Natural Health News — Human skin has an internal clock that helps it cope with UV radiation from the sun and other harmful environmental onslaughts.
A variety of cells in our body have internal clocks that help them perform certain functions depending on the time of day, and skin cells as well as some stem cells exhibit circadian (24 hour cycle) behaviours.
Previous research has shown that the skin does have its own internal rhythms that determine, for instance, that it is more likely to absorb what’s put onto it at 4pm than at 8am or you’re more likely to have an allergic skin reaction in the morning than later in the day (see our article The Secret Life of Your Skin for more on this).
This latest study has found that human skin stem cells deal with these environmental threats – some of which are also cyclical – by carrying out different functions depending on the time of day.
For instance, the researchers found that distinct sets of genes in human skin stem cells show peak activity at different times of day. Genes involved in UV protection become most active during the daytime to guard these cells while they proliferate – that is, when they duplicate their DNA and are more susceptible to radiation-induced damage.
New insights into premature ageing
By activating genes involved in UV protection during the day, these cells protect themselves against radiation-induced DNA damage. According to the researchers, the findings, published in the journal Cell Stem Cell, could pave the way for new strategies to prevent premature ageing and cancer in humans.

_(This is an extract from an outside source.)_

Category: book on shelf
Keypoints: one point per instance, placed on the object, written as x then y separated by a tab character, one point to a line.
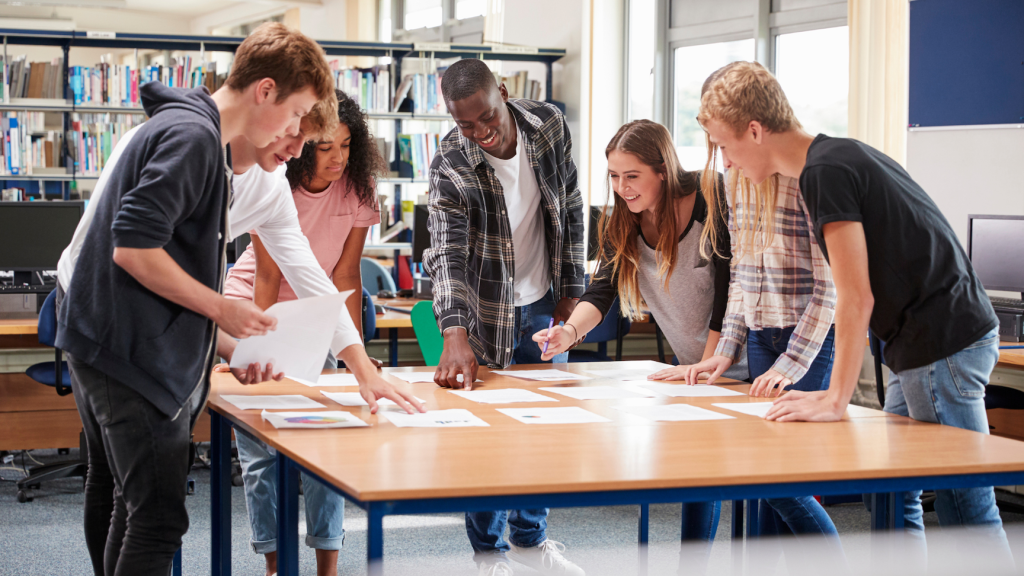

“Our study shows that human skin stem cells posses an internal clock that allows them to very accurately know the time of day and helps them know when it is best to perform the correct function,” says lead author Prof Salvador Aznar Benitah of the Centre for Genomic Regulation (CRG) in Barcelona. “This is important because it seems that tissues need an accurate internal clock to remain healthy.”
Benitah and his team have previously shown that animals lacking normal circadian rhythms in skin stem cells age prematurely, suggesting that these cyclical patterns can protect against cellular damage.
“We know that the clock is gradually disrupted in aged mice and humans, and we know that preventing stem cells from accurately knowing the time of the day reduces their regenerative capacity,” Benitah says.
Understanding more about the skin’s natural rhythms and how they become disrupted, he says, may help us find ways of preventing or delaying skin ageing as well as lead to new insights in to skin cancer.